Еще там, в коридоре, отряхнувшись от снега, вошел писатель, тот, что пел про молодого коногона. Писатель был любимцем в этом тесном доцентском кругу.
— А-а-а! О-о-о!.. — радостно встретили игроки писателя и мигом смешали игру, от которой минуту назад, казалось, нельзя было оторвать их никакой силой.
Светлана воспользовалась паузой, быстро расставила перед игроками стаканы с горячим чаем. Потом поступили на стол бутерброды, сахар и масло и — раз уж такое дело, да еще писатель пришел — появилась бутылка «столичной». Возражений она ни у кого не вызвала. Писатель, когда увидел «столичную», покряхтел как бы с морозу и нетерпеливо стал потирать руки тоже как бы с морозу.
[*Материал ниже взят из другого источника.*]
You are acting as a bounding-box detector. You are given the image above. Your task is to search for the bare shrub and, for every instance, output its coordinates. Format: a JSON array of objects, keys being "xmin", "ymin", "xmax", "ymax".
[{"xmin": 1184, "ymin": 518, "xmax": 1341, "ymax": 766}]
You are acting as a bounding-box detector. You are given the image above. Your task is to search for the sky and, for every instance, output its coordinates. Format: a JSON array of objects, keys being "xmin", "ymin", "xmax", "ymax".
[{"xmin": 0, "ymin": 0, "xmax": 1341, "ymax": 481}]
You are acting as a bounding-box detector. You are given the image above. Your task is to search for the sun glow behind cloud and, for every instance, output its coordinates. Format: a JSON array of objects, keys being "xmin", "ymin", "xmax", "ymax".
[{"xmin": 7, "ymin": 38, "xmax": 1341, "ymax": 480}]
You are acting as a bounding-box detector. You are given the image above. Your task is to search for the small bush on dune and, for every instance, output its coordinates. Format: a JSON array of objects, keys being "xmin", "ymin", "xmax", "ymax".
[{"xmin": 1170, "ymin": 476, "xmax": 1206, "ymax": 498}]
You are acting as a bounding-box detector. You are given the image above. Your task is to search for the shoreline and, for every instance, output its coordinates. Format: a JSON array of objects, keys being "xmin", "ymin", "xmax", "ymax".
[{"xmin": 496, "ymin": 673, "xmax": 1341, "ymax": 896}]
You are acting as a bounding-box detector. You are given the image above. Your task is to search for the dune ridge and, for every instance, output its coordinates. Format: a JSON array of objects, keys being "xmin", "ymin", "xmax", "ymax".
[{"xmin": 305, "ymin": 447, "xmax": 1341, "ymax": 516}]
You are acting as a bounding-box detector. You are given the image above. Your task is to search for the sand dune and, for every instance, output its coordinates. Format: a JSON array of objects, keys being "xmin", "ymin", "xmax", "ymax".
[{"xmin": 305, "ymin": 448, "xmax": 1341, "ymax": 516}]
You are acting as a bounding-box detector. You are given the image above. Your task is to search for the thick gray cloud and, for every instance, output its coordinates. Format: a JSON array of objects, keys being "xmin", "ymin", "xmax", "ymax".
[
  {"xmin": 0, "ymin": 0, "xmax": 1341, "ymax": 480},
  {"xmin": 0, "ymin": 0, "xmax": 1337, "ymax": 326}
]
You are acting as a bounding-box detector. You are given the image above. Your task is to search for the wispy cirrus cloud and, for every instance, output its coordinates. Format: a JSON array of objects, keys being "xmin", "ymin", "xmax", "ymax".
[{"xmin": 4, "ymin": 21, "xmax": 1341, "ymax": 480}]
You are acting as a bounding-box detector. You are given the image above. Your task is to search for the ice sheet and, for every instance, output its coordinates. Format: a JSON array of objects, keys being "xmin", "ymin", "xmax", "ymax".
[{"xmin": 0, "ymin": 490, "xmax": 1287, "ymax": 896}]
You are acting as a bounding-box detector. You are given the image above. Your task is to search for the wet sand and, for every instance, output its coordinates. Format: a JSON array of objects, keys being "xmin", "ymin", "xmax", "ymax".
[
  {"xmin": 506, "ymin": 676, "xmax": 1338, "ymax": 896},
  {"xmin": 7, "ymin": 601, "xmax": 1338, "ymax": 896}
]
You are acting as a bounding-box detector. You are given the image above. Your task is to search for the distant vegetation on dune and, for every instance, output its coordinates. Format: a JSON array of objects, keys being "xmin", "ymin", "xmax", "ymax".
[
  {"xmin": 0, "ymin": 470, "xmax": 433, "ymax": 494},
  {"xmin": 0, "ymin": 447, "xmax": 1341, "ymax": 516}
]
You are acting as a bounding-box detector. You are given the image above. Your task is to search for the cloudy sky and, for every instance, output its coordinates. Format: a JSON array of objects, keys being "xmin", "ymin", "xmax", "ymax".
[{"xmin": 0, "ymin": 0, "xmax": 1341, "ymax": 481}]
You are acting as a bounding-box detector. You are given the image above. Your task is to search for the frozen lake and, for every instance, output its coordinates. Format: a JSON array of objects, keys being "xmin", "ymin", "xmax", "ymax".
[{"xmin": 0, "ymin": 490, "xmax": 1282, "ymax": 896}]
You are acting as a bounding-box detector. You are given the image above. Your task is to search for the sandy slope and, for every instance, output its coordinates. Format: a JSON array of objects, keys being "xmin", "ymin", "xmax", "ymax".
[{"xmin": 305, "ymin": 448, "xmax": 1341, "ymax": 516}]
— Не пишется что-то, — сказал писатель, усаживаясь за стол. — И не спится. Вышел, смотрю, свет у вас, на всех четырнадцати этажах темно, а у вас свет. Ну, думаю, режутся. — И еще раз покряхтел и потер руки.
Когда выпили по одной, писатель спросил:
— Кто выигрывает? Лопахин небось?
Лопахин действительно играл сильно. Но когда вдруг накатывало на него невезение, это случалось редко, и он проигрывал кряду два-три раза, в такие минуты его можно было довести до слез. Играл он сильно и проигрывать — лучше ударь его — не любил.
— Пока Лопахин, — ответил философ, всегда мечтавший о реванше, потому что ему всегда не везло. Однако брыластое лицо его каждый раз сияло и было полно надежд на будущее.
— А Лева надеется на реванш?
— Да, Саня, я надеюсь на реванш.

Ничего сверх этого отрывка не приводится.